On a snap visit to Kabul a few days ago, US Defense Secretary Leon Panetta declined to clarify what is in store for Afghanistan after NATO’s announced pullout in 2014.
The American-led forces arrived in Afghanistan 11 years ago on a United Nations mission to combat terrorism. In a recent interview with Afghan television, Russian Ambassador Andrei Avetisyan said this mission is far from accomplished, as is the task of equipping Afghanistan with modern armed forces.
This means that pulling out and leaving behind a few thousand instead of hundreds of thousands of NATO soldiers can only perpetuate the terrorist insurgency in Afghanistan. Then what is behind the much touted plans to clinch an Afghan-American security pact?
If and when acted upon, this pact would likely leave only two key airbases, Bagram and Kandahar, in American hands. The Americans and some of their NATO allies would ostensibly retain only advisory and coaching roles. Moscow is doubtful, saying that coaching a small army for a mission on which even NATO failed is absolutely pointless.
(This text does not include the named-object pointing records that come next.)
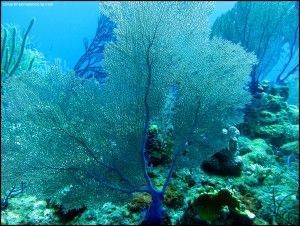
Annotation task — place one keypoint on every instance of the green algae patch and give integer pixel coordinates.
(210, 205)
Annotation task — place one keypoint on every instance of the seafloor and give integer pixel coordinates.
(263, 190)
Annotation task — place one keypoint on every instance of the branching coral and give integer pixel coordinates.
(15, 56)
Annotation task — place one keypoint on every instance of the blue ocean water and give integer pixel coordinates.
(60, 27)
(170, 131)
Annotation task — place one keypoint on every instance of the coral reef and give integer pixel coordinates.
(16, 57)
(270, 117)
(225, 162)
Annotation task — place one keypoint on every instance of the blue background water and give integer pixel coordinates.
(59, 29)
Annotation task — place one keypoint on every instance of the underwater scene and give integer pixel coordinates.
(150, 113)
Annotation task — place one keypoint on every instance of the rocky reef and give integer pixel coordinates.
(263, 191)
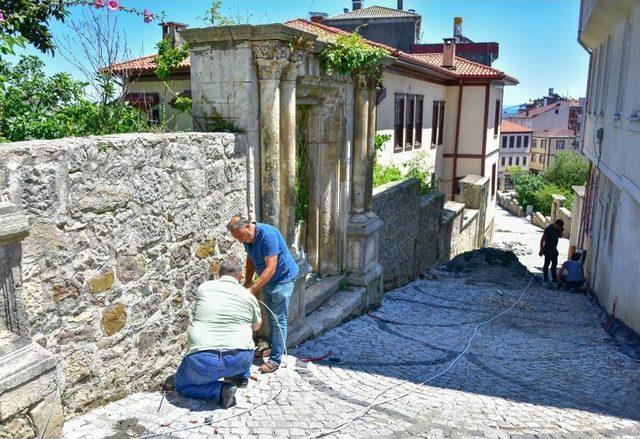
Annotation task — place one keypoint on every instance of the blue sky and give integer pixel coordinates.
(537, 37)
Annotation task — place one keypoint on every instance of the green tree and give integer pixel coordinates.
(36, 106)
(526, 185)
(543, 197)
(568, 169)
(352, 54)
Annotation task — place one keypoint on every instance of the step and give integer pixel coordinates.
(318, 292)
(343, 306)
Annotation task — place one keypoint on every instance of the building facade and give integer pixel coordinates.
(609, 229)
(515, 147)
(546, 144)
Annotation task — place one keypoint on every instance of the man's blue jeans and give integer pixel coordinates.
(198, 374)
(277, 297)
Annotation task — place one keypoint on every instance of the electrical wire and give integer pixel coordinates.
(250, 409)
(418, 385)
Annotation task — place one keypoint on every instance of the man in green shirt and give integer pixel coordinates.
(220, 339)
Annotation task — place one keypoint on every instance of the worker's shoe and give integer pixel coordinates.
(228, 395)
(238, 381)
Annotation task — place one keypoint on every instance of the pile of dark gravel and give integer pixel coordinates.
(484, 259)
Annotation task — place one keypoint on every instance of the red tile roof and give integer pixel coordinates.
(509, 127)
(538, 111)
(375, 12)
(565, 132)
(145, 64)
(464, 69)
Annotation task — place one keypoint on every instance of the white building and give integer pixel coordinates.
(545, 146)
(610, 228)
(551, 117)
(437, 103)
(515, 141)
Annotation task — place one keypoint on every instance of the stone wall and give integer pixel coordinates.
(123, 229)
(420, 231)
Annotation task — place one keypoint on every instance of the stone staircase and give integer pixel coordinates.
(327, 306)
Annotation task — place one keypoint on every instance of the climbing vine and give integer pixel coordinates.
(352, 54)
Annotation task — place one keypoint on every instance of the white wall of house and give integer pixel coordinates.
(175, 120)
(394, 84)
(513, 155)
(613, 103)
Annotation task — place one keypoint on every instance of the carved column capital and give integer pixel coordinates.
(270, 58)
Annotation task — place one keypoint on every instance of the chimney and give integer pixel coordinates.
(457, 28)
(171, 31)
(449, 53)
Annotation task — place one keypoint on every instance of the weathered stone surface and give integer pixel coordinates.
(206, 249)
(102, 282)
(19, 427)
(130, 268)
(114, 318)
(115, 232)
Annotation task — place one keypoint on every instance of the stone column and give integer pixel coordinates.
(288, 152)
(29, 381)
(361, 262)
(270, 63)
(360, 143)
(371, 152)
(474, 192)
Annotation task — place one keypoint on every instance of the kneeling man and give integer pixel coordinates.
(220, 338)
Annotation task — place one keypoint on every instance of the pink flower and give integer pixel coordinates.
(113, 5)
(148, 16)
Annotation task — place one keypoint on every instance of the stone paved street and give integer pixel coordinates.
(544, 369)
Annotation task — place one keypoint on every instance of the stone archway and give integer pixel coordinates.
(323, 111)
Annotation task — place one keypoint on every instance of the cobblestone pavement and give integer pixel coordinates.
(544, 369)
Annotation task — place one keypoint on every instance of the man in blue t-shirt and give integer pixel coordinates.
(269, 257)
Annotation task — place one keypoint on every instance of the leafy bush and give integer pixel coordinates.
(36, 106)
(568, 169)
(544, 197)
(417, 168)
(352, 54)
(383, 174)
(526, 185)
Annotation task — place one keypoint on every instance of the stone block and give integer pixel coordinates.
(206, 249)
(102, 282)
(26, 375)
(130, 268)
(114, 318)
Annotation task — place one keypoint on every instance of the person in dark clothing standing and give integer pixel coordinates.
(549, 249)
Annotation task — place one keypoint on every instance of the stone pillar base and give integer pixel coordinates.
(297, 311)
(361, 262)
(29, 394)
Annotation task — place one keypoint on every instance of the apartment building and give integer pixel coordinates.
(546, 144)
(610, 225)
(515, 143)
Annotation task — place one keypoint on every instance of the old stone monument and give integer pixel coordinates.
(29, 383)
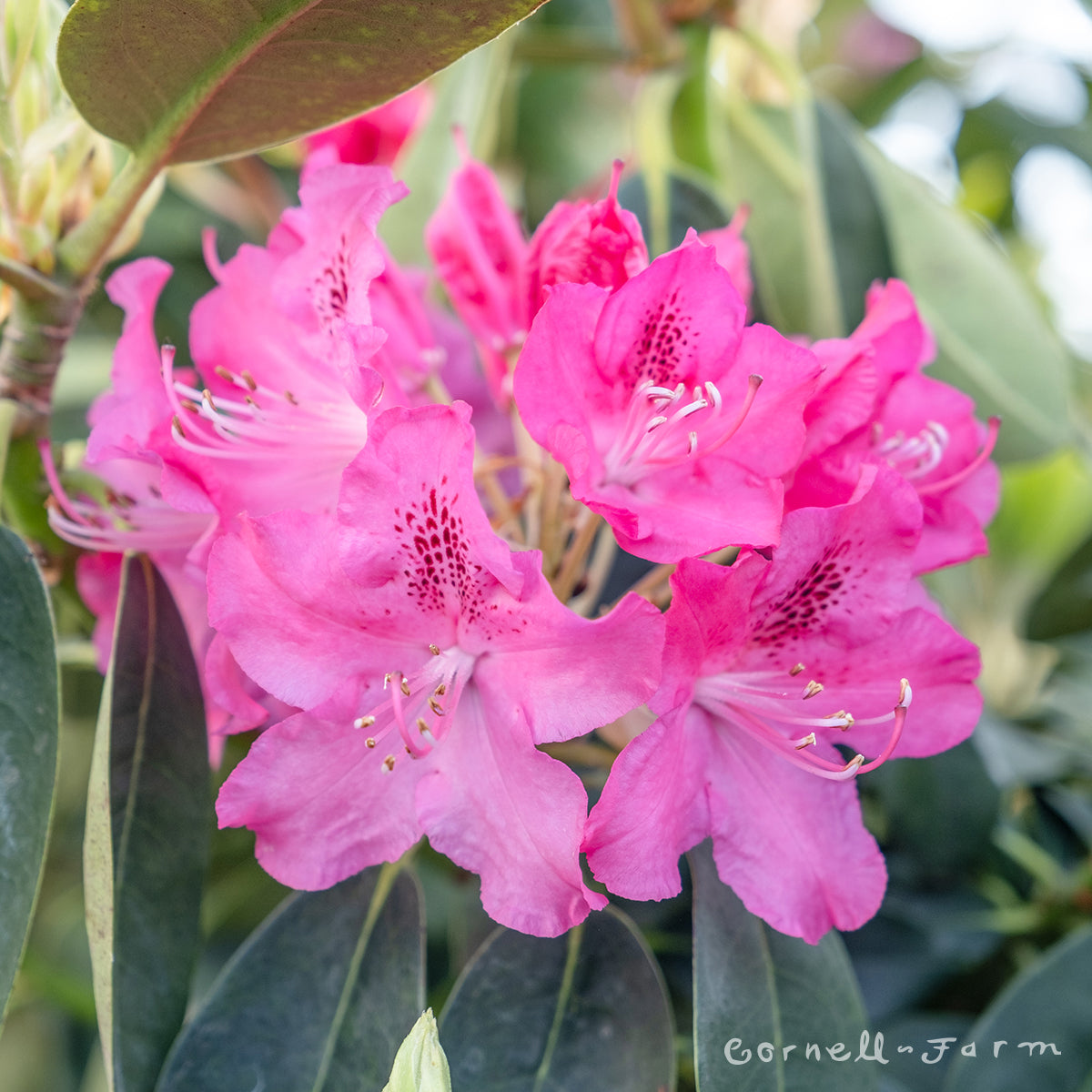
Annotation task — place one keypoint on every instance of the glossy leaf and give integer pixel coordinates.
(28, 729)
(222, 77)
(147, 841)
(1048, 1004)
(318, 999)
(585, 1010)
(862, 252)
(754, 986)
(994, 341)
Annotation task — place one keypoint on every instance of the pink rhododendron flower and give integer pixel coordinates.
(672, 420)
(497, 279)
(430, 660)
(585, 243)
(156, 500)
(377, 136)
(874, 405)
(284, 345)
(480, 254)
(733, 254)
(742, 753)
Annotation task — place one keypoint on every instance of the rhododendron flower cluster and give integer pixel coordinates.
(392, 557)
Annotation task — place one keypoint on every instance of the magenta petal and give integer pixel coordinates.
(653, 808)
(674, 322)
(288, 612)
(497, 806)
(790, 844)
(583, 674)
(320, 801)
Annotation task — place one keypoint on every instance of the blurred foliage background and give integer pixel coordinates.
(989, 846)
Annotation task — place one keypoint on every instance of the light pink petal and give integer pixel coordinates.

Chairman of the Trustees Board of the Moscow-based Demography, Migration and Regional Development Institute Dr Yuri Krupnov says he suspects an ulterior motive:
"The Americans are actually not after stability or putting an end to terrorism in Afghanistan. They are after gaining a permanent strategic foothold in Southwest Asia. Providing advice and training will be no more than a disguise. In reality, the Americans will be digging in and building a launchpad for further military adventures on the Asian continent."